Amazon Update No. 13: “Cause for Alarm”
December 20, 2015
Nepotism may be problematic in terms of morality, but it sometimes works out for the best. We watched an example the other night: The 1951 film Cause for Alarm.
This movie didn’t do well at the box office, and it has been so neglected that it is in the public domain. But it’s a thriller that still holds up after more than sixty years, and its merit is due in large part to its simplicity.
Cause for Alarm stars Loretta Young as Ellen Jones, Barry Sullivan as George Jones, and Bruce Cowling as Dr. Ranney Graham. The score is by Andre Previn.
In this story, which Young narrates, Ellen meets George, an army pilot, during World War II. They are introduced by Dr. Graham, who is fond of Ellen but seemingly too busy for a relationship. George comes across as annoyingly self-assured and narcissistic, but Ellen falls for him and, after the war, they marry.
Fast forward their lives, and George has suffered a serious heart attack and is bed-ridden at home. He has become paranoid and imagines that Ellen and Dr. Graham are plotting to kill him by administering overdoses of his medications. He makes this accusation in a letter to the district attorney—addressing it to the DA only by name, not by title—and asks Ellen to mail it, telling her that it’s related to his insurance business. When Ellen has handed the letter to the postman, George accuses her directly and threatens to kill her with a pistol, telling her that he will argue that he did it in self defense. At this moment, George suffers a fatal heart attack, and the rest of the film concerns Ellen’s frantic effort to conceal George’s death long enough to recover the letter to the DA.

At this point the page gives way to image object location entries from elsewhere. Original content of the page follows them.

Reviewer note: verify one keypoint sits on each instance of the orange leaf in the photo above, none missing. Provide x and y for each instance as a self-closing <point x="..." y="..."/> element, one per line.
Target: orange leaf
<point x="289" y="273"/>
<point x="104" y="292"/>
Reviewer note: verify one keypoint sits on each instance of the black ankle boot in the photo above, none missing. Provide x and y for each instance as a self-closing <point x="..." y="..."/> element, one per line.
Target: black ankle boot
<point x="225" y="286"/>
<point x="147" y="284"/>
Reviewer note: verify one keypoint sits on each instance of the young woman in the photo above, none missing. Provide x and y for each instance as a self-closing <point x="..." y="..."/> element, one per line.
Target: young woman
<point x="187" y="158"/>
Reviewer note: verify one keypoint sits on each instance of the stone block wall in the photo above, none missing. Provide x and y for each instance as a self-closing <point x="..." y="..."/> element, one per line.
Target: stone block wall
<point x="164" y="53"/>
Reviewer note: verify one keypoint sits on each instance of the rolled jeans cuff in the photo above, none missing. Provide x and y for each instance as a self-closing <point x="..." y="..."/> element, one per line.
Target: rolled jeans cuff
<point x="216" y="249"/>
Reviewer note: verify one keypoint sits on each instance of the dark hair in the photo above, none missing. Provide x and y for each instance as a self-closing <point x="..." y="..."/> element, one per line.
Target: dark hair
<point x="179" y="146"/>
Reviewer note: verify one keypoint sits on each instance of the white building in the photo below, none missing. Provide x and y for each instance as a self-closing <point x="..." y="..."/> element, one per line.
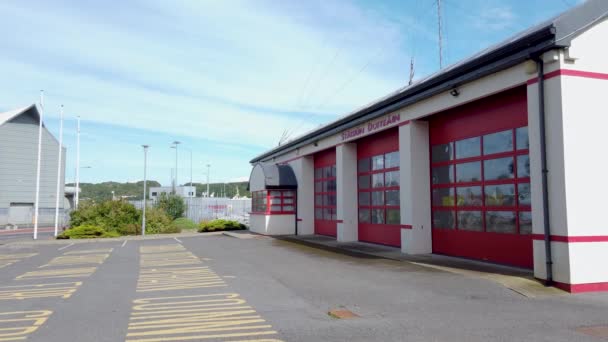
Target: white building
<point x="18" y="164"/>
<point x="492" y="158"/>
<point x="183" y="191"/>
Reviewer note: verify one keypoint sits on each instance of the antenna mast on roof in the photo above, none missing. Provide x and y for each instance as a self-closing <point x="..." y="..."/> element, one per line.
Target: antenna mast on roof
<point x="411" y="80"/>
<point x="440" y="34"/>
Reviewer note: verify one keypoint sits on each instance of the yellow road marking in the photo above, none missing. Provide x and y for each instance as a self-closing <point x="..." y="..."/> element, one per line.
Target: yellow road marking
<point x="63" y="290"/>
<point x="9" y="259"/>
<point x="75" y="260"/>
<point x="17" y="325"/>
<point x="163" y="279"/>
<point x="58" y="273"/>
<point x="87" y="251"/>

Most of the action in this film takes place in the Joneses’ home or outdoors in the neighborhood nearby. A significant portion of the setting for the story is George’s bedroom. In this mundane domestic atmosphere, the tension generated by Ellen’s growing anxiety is magnified. Although the situation is implausible, and the acting is of the arch variety that was typical of that time, the story is compelling as Ellen descends toward hysteria.
The producer of this film was Tim Lewis, who at the time was the second of Loretta Young’s three husbands. Lewis had considered Judy Garland for the role of Ellen, but decided to cast his wife instead. The film required an actress who could project simplicity, even naiveté, because what makes the story work is that it is such woman who, through no fault of her own, finds herself in this dangerous position. No doubt Garland, who was only 31 when this film was made, would have done Ellen justice, but I doubt that in this instance she could have outdone Loretta Young.
The director, Tay Garnett, shot this film in fourteen days by throughly prepping the cast and the crew in advance. An interesting sidelight is that the postman is played by Irving Bacon, who appeared in well over five hundred films and television shows between 1915 and 1965, including twenty-eight films based on the comic strip Blondie in which he played a postman.